Roberto Carlos Ramos - A idéia surgiu quando numa ocasião em que um colega me pediu uma historia pelo computador e eu lhe mandei dez. Em seguida, outras pessoas começaram a pedir histórias e eu, sempre muito apressado, não tinha tanto tempo para ficar digitando. Resolvi então experimentar a criação de um CD de áudio e foi um sucesso. Os meus novos fãs queriam também ver as imagens dos personagens ou mesmo a minha. Gravei então uma fita de vídeo, que acabou sendo transformada no CD-Rom.


Rets - A sua própria história é atípica: você teve a oportunidade de viver duas realidades bastante distintas. Que lição você traz de sua experiência e como utiliza isso ao lidar com a imaginação das crianças?


Roberto Carlos Ramos - Uma vez me disseram que para ser um bom contador de histórias, a pessoa teria que, antes de mais nada, ter uma boa história. Fiquei anos à procura de histórias interessantes... e nao é que um dia alguém me disse: puxa a tua história de vida é a coisa mais linda que eu já vi. Neste instante me deu uma luz. Eu pensei: Roberto, pare de chorar, porque o mundo é feito de dois tipos de pessoas - dos que choram e dos que vendem lenços!

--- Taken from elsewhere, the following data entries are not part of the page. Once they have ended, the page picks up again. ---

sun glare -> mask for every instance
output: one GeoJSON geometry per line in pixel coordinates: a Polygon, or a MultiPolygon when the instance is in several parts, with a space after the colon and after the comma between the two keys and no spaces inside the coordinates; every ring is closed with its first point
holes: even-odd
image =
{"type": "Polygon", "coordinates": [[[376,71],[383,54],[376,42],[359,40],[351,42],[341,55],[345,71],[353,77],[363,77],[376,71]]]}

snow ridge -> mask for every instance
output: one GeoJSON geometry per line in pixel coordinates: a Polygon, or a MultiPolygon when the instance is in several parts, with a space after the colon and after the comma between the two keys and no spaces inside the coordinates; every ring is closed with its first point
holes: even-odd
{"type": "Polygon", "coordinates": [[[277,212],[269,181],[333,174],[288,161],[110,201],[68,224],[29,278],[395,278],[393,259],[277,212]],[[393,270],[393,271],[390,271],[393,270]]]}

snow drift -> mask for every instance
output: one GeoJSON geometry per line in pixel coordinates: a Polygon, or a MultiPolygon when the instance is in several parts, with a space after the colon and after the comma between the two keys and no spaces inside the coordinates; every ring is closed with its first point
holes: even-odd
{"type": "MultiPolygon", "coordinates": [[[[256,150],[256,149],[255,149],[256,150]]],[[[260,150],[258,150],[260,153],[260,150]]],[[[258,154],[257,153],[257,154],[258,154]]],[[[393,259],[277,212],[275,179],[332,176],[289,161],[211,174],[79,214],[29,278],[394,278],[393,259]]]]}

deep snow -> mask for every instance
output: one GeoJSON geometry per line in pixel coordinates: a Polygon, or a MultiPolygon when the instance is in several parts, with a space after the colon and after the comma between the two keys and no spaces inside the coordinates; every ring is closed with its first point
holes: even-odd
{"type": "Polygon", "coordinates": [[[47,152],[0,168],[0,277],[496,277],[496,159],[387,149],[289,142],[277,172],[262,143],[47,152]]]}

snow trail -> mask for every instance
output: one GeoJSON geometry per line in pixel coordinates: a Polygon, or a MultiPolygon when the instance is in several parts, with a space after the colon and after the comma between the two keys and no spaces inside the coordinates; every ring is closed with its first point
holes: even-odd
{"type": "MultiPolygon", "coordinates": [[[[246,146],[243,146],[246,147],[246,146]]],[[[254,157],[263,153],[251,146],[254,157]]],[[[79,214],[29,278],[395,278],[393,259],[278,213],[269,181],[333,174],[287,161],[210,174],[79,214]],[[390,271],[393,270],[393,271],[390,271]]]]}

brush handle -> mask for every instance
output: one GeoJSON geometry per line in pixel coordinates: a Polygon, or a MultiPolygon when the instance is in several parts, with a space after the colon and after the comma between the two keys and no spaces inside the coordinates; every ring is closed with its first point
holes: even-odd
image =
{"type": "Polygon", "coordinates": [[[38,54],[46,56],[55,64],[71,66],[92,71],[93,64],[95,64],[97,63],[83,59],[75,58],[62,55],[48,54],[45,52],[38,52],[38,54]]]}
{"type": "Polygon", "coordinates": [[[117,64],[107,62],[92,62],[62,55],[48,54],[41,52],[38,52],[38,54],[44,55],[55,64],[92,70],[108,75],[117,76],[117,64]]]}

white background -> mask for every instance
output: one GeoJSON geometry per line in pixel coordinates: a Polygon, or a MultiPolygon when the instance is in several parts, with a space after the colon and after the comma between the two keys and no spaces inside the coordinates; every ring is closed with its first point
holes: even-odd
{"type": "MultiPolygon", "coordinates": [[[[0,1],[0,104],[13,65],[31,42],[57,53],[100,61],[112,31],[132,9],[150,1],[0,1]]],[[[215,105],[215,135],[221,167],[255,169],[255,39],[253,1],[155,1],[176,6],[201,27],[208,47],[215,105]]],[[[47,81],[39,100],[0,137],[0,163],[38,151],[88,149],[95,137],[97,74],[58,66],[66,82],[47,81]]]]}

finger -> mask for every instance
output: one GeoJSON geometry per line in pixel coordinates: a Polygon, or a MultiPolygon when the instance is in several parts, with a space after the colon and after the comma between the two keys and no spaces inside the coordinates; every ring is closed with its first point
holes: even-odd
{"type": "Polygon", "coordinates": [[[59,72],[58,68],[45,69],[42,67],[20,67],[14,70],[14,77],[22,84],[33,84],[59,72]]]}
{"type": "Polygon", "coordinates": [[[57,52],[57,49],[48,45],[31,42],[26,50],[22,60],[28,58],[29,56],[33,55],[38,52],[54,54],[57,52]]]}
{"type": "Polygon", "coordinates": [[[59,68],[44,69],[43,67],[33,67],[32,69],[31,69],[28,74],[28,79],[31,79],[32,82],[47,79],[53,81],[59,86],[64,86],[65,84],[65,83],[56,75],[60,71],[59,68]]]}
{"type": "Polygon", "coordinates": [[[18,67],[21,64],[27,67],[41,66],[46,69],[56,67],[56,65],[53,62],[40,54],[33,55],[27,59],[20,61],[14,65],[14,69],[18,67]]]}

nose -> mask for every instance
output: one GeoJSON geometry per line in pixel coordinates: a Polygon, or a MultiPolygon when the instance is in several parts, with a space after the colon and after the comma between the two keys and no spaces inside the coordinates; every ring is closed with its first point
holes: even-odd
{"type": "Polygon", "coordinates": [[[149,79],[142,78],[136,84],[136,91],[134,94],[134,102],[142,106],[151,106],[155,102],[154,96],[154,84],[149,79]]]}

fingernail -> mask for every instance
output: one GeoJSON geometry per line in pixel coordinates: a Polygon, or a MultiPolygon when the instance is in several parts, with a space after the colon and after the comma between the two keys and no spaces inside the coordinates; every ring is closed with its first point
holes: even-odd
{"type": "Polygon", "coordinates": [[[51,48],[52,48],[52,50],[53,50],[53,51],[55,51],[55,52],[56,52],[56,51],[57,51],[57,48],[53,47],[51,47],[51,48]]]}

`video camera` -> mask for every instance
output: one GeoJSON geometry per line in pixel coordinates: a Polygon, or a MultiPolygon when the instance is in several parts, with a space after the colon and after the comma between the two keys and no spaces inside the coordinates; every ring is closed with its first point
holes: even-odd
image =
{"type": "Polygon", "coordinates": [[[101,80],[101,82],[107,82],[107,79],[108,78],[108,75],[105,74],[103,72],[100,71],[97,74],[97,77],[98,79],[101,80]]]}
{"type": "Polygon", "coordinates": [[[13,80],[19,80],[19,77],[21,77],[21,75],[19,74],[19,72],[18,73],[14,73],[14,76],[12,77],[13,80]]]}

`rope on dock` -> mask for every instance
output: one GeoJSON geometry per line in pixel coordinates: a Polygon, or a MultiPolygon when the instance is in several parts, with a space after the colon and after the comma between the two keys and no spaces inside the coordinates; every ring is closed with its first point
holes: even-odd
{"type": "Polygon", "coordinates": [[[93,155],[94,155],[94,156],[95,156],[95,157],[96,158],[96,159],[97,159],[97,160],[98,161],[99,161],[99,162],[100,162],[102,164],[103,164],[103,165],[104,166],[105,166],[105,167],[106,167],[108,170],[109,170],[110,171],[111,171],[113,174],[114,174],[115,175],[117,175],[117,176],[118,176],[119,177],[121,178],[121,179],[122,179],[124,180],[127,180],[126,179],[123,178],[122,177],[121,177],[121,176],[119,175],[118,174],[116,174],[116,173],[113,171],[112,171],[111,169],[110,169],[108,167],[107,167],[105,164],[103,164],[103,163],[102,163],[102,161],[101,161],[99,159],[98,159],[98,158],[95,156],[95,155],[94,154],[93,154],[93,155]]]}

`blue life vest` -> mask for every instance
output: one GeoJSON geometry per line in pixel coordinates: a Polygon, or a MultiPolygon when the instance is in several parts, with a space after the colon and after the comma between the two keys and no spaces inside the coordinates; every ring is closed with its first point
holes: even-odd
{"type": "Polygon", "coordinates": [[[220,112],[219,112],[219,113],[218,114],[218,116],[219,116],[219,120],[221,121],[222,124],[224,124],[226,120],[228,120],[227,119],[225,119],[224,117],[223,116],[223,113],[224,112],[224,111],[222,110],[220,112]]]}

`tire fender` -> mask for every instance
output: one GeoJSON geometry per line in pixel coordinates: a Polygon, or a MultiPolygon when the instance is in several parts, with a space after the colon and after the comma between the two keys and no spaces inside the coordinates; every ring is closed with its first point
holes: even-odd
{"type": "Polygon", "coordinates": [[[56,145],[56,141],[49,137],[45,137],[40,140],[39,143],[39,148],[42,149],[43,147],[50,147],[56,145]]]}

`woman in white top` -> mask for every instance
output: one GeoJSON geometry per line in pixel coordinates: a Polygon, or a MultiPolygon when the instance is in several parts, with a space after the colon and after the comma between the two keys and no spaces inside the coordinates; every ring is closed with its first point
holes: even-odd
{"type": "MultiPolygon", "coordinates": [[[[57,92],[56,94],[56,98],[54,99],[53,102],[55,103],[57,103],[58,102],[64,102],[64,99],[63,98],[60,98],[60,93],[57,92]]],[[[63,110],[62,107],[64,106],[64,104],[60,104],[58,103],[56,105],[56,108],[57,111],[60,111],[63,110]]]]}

Rets - No seu trabalho, as crianças carentes também são seu público-alvo? Qual o papel da fantasia no dia-a-dia destas crianças, no seu ponto-de-vista?


Roberto Carlos Ramos - A fantasia é o alimento da alma, sem ela morremos de fome com comida no prato. Trabalhar com a fantasia desse tipo de público é abrir possibilidades de vida, onde ser rei ou princesa é direito de cada um.

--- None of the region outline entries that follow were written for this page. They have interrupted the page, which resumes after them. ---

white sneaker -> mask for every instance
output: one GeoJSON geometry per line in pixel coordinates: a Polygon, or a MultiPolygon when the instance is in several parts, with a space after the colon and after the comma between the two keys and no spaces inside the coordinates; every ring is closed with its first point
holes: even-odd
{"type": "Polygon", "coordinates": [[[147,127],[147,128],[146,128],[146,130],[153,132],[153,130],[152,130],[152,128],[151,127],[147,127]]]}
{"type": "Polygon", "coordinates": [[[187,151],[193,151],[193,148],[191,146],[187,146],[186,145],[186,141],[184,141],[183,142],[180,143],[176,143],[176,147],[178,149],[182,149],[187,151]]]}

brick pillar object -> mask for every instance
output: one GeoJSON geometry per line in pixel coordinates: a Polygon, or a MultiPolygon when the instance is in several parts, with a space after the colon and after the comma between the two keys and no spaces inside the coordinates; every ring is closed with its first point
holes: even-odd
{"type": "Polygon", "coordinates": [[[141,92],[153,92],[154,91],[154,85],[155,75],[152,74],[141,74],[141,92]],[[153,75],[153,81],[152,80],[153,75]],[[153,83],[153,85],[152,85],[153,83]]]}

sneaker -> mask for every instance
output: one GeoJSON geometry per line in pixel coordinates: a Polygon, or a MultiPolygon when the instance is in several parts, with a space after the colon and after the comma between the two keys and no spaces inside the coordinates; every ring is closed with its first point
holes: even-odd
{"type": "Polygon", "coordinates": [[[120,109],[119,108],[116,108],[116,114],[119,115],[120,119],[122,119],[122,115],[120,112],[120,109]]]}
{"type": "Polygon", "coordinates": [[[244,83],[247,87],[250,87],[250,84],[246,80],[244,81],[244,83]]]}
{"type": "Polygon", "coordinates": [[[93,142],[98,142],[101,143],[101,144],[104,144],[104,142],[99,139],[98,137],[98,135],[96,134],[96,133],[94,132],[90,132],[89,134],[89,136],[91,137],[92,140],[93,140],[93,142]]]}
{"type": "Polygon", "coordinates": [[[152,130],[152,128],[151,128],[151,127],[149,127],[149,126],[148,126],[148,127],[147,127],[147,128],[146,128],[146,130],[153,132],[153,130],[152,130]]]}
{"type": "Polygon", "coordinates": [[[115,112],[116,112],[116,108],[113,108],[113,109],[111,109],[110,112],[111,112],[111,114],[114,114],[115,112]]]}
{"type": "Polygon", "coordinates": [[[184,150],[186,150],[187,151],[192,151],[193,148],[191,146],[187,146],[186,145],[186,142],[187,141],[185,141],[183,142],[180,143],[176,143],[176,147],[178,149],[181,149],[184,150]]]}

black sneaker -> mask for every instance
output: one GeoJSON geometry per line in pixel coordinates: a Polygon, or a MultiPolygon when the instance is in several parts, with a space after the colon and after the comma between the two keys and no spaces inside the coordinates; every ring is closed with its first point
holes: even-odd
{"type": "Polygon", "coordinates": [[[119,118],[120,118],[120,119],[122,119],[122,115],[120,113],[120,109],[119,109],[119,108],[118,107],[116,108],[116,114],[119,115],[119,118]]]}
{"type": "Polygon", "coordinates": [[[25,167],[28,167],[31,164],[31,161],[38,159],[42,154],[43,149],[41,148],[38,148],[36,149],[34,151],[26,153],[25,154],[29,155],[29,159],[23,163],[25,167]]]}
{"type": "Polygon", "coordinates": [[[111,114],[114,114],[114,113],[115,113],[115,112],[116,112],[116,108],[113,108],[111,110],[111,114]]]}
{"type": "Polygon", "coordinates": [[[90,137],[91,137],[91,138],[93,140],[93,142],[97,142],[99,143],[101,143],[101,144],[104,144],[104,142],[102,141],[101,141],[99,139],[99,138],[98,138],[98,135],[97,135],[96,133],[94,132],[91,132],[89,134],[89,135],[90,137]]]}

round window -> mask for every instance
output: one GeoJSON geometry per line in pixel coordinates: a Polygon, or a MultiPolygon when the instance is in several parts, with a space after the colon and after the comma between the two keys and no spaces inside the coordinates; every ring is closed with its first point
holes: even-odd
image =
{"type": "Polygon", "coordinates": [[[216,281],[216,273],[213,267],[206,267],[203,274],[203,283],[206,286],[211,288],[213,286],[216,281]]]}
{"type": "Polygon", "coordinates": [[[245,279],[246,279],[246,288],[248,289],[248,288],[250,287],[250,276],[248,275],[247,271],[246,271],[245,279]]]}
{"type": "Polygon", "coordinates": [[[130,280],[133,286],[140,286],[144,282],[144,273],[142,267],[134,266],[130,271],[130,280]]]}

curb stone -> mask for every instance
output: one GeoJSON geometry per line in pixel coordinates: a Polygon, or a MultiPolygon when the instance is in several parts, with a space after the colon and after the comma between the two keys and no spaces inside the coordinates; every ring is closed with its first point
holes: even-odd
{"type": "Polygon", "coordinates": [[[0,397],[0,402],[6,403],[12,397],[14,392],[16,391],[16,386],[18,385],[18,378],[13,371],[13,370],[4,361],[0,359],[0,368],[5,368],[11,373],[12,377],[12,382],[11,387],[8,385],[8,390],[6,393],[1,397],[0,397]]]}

Rets - Como o seu trabalho e sua mensagem estão chegando às crianças que não têm acesso a um computador e ao CD-Rom?


Roberto Carlos Ramos - O CD Rom é uma das maneiras que tenho para contar histórias, mas ainda eu ainda conto pessoalmente em escolas, hospitais, pracas públicas, feiras de livro, casamentos ,batizados, cantorias, missas, novenas, reizados, e até em aniversários.


Rets - Você acredita que uma história bem contada pode ser tão significativa para uma criança que confronta condições difíceis, a ponto de auxiliá-la a mudar sua trajetória de vida?

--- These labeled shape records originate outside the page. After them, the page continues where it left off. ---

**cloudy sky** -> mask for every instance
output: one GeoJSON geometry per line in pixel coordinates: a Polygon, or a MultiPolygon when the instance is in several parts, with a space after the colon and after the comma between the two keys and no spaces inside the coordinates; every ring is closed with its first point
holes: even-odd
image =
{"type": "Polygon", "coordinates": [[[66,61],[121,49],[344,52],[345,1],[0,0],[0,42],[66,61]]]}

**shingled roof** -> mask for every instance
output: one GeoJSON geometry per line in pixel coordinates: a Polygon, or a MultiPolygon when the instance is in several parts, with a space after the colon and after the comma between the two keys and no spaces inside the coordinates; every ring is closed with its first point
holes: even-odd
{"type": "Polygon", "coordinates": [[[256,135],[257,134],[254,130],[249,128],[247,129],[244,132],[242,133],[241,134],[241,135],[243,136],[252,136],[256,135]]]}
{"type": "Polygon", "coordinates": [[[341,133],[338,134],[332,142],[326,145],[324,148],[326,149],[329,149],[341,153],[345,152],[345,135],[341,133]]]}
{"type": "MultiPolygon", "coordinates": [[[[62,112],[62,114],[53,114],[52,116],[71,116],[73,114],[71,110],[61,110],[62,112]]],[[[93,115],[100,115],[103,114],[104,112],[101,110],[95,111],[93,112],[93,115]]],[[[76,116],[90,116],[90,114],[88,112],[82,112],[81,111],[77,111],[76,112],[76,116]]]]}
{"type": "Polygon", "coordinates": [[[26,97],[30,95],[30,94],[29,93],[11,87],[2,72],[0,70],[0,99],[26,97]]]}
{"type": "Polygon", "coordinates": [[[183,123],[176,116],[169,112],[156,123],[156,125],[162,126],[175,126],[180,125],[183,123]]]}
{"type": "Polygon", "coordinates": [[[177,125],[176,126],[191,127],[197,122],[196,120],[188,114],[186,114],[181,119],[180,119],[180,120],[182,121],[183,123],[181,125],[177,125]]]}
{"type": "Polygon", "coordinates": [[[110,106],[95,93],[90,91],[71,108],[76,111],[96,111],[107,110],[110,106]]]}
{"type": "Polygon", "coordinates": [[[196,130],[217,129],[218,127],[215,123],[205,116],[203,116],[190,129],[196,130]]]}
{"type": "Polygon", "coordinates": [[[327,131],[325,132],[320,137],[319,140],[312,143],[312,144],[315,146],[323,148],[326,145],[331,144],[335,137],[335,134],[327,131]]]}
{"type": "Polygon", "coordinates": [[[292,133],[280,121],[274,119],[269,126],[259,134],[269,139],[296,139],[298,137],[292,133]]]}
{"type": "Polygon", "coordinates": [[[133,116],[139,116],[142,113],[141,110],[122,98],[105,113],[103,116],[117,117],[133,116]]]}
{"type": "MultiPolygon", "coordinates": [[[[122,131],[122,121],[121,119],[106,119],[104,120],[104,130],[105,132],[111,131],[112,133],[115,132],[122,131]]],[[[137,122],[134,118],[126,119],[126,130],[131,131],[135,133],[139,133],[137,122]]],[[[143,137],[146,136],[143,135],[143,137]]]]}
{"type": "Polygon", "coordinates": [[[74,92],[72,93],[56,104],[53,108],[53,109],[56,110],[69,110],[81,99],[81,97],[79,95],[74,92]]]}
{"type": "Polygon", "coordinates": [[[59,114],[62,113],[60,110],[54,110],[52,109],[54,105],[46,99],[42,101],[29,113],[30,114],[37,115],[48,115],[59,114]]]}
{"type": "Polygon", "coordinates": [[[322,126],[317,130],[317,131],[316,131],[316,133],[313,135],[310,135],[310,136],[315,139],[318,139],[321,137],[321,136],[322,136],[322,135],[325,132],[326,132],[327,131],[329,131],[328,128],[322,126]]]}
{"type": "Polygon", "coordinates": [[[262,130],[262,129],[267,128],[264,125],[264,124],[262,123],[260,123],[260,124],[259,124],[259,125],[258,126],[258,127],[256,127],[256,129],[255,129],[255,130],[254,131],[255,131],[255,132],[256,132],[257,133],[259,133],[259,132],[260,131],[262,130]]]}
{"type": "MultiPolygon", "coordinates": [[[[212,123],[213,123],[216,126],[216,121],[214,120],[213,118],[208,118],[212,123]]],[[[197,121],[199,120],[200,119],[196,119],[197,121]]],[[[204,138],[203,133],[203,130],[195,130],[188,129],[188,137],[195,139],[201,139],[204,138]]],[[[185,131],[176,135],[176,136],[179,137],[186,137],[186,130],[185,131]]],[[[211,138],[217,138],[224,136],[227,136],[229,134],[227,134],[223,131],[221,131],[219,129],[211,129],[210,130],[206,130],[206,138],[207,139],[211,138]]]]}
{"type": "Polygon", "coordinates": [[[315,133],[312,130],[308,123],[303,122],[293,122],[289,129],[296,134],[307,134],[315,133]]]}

Roberto Carlos Ramos - Sim, as histórias permitem a mudanca de papéis - o ouvinte vira personagem. Essa mudanca possibilita o contato com novas perspectivas, com novos sonhos e quem sabe com novas trajetórias. Tudo é uma questão de acreditar... e eu acredito!


Rets - Que história marcou sua infância? Por que?


Roberto Carlos Ramos - A história do Patinho Feio! Por que? Porque contada com todos os detalhes, ela é a minha história!